Starting with the writing.  Farthing has a pretty good control of the English language.  He is a bit overly descriptive in parts that felt like it slowed the action, but in general it is an easy-to-read book that doesn’t allow the writing to take you out of the experience. 


The characters are interesting.  The main character is pretty fleshed out and the support characters are interesting to the point that by the end of the book I wanted to go back and relook at some of the actions versus motivations of them earlier in the story. 


There is a lot of talk about a former kid’s television show in the book, it is crucial to the plot.  I found the description of those characters and their quirks and motivations more interesting than most of the stuff happening in the present time.  I really wish there was a better tie in to those stories.


The plot is a strange issue.  The plot is fun, unique, absurd, creepy…  It is what makes this book a Bizarro book.  And I loved what was going on the whole time with a couple of exceptions about confusion as where the characters were physically in the world.  But, I felt the climax and epilogue fell flat.  There was very little information on why things were happening.  There were some questions in my head about what some things were.  It felt like the book took a shortcut in explanation by way of keeping the narrator uninformed. 


I really wanted to love this book, but in the end, I thought it had a huge miss and I didn’t get the payoff I was hoping for.  A rewrite of the ending and this book could go from a 2 star to a 4 star, easily.


The author does mention a possible sequel.  Would love to see it with a bunch of flashbacks to the old kid’s show as well as more information about what exactly was happening at the end of the first book.


If I can make a suggestion.  If you are interested in this book, can I recommend some other Bizarro books?  They are books with impossible and outlandish plots, themes, or scenarios.

Every Time We Meet at the Dairy Queen, Your Whole Fucking Face Explodes by Carlton Mellick III

He is the master of Bizarro.  I could recommend quite a few by him, but this is a good one that gets you into the genre.


Help!

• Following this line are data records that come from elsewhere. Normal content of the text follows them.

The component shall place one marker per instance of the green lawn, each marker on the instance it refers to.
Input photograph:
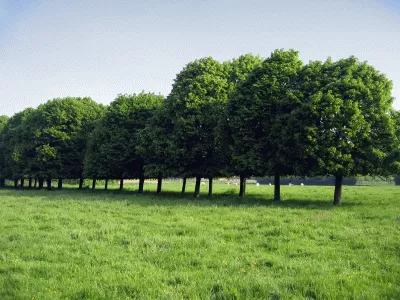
(74, 244)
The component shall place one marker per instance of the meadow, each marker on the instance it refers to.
(73, 244)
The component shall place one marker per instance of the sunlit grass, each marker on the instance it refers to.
(109, 245)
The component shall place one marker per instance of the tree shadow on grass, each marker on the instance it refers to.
(172, 198)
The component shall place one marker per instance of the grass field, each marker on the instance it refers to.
(74, 244)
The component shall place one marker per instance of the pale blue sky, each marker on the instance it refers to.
(59, 48)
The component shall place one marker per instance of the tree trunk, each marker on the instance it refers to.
(183, 185)
(337, 198)
(48, 180)
(40, 183)
(80, 183)
(141, 184)
(277, 188)
(210, 179)
(159, 185)
(197, 187)
(242, 186)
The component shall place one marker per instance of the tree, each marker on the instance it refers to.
(155, 145)
(239, 70)
(195, 106)
(261, 119)
(3, 147)
(16, 146)
(111, 151)
(346, 112)
(58, 134)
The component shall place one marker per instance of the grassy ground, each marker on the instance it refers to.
(109, 245)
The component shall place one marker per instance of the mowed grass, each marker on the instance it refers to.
(74, 244)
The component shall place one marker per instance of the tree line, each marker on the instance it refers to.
(250, 116)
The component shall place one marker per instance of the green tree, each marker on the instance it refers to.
(3, 147)
(111, 151)
(156, 147)
(346, 112)
(55, 138)
(239, 71)
(195, 106)
(261, 119)
(16, 146)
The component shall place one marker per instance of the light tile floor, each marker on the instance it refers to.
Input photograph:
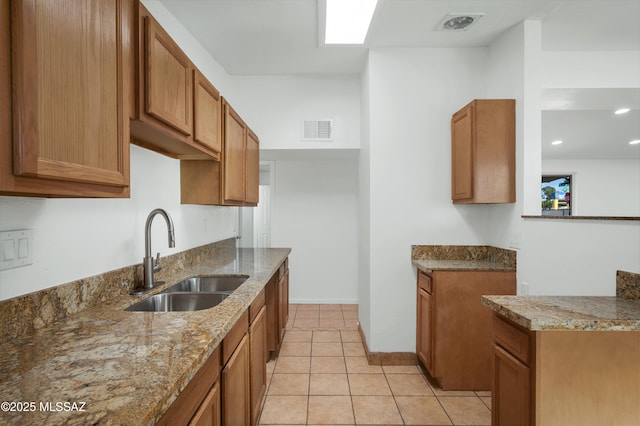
(322, 377)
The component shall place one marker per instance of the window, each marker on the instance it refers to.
(556, 195)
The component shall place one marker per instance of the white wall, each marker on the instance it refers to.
(601, 187)
(76, 238)
(314, 212)
(557, 257)
(275, 107)
(412, 94)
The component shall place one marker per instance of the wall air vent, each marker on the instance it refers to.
(317, 130)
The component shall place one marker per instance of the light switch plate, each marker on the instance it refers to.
(17, 248)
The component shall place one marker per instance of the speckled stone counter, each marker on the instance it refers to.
(576, 313)
(126, 368)
(429, 258)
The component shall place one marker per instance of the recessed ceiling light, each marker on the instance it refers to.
(347, 21)
(458, 21)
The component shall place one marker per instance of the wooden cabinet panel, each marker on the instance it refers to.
(207, 129)
(454, 330)
(234, 157)
(483, 152)
(511, 390)
(234, 180)
(208, 413)
(258, 362)
(424, 341)
(252, 173)
(283, 293)
(70, 126)
(167, 79)
(462, 155)
(198, 395)
(175, 111)
(235, 388)
(273, 315)
(277, 308)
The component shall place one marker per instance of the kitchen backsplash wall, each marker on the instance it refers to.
(25, 314)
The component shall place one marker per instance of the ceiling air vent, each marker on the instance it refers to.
(458, 21)
(317, 130)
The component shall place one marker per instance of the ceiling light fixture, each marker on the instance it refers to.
(348, 21)
(458, 21)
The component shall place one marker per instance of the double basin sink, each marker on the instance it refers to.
(192, 294)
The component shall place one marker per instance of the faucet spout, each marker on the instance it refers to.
(147, 262)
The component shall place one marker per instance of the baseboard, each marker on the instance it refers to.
(387, 358)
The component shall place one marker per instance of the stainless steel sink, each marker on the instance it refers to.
(172, 302)
(215, 284)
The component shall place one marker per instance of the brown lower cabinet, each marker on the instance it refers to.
(231, 385)
(235, 394)
(277, 300)
(453, 330)
(565, 377)
(257, 355)
(199, 402)
(209, 412)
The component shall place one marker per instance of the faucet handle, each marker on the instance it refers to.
(156, 264)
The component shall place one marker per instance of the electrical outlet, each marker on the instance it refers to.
(16, 248)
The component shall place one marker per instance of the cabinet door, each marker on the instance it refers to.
(235, 387)
(273, 314)
(253, 168)
(258, 364)
(424, 327)
(283, 315)
(462, 155)
(207, 113)
(208, 413)
(234, 157)
(69, 119)
(511, 390)
(167, 79)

A Bear is Eating Me! By Mykle Hansen

This one is closer to a real possibility than most, but as it goes on the idea is more and more outlandish. 

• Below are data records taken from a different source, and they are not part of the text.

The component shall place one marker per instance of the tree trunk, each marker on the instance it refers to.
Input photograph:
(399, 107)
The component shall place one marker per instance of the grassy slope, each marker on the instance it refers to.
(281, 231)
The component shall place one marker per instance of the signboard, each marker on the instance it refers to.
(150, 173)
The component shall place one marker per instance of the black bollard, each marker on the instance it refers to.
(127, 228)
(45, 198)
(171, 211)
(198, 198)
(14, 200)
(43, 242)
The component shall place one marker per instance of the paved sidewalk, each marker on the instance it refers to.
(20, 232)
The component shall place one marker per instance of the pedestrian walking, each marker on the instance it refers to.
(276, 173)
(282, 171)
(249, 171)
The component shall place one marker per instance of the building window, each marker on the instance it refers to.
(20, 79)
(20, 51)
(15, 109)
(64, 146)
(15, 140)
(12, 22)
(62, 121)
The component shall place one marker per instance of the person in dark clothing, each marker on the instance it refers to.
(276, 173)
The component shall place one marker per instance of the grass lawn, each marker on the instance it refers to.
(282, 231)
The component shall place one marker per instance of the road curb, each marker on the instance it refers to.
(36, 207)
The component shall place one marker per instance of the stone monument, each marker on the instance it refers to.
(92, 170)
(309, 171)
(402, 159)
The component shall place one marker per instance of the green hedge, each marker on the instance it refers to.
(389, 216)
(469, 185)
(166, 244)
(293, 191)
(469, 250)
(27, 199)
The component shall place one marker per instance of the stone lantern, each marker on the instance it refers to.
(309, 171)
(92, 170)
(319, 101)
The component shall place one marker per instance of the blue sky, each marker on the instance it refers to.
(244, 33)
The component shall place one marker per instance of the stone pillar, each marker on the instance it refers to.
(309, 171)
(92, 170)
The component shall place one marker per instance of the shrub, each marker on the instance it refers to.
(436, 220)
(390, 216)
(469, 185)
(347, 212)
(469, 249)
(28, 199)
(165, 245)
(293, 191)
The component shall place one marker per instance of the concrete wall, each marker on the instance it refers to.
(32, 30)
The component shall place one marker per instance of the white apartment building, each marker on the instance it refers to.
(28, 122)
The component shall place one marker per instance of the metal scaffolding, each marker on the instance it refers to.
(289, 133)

The Contrary Tale of the Butterfly Girl by Ishbelle Bee

This is an example of truly out-there worlds created for the sake of strangeness.  It is crazy and violent which often is a calling card of Bizarro.


Someone Comes to Town, Someone Leaves Town by Cory Doctorow

I include this just because it is the most mainstream example I have of Bizarro.  Not my favorite by Doctorow, his near future sci-fi is unbeatable.  But it is the story of someone trying to create a pirated internet for the masses but ends up going down a rabbit hole of craziness with a girl with wings and living Russian cupping dolls.  It is odd, interesting, but at times a bit much to take.


Finally, I have to recommend my own book.


The Cattercorns of Cloudville Arizona by Richard W. Kelly

My own attempt at the Bizarro genre.  It is wild, crazy, outlandish…  It is a tale about a former call center scam artist who loses his job and is convinced to go on a treasure hunt with his roommate.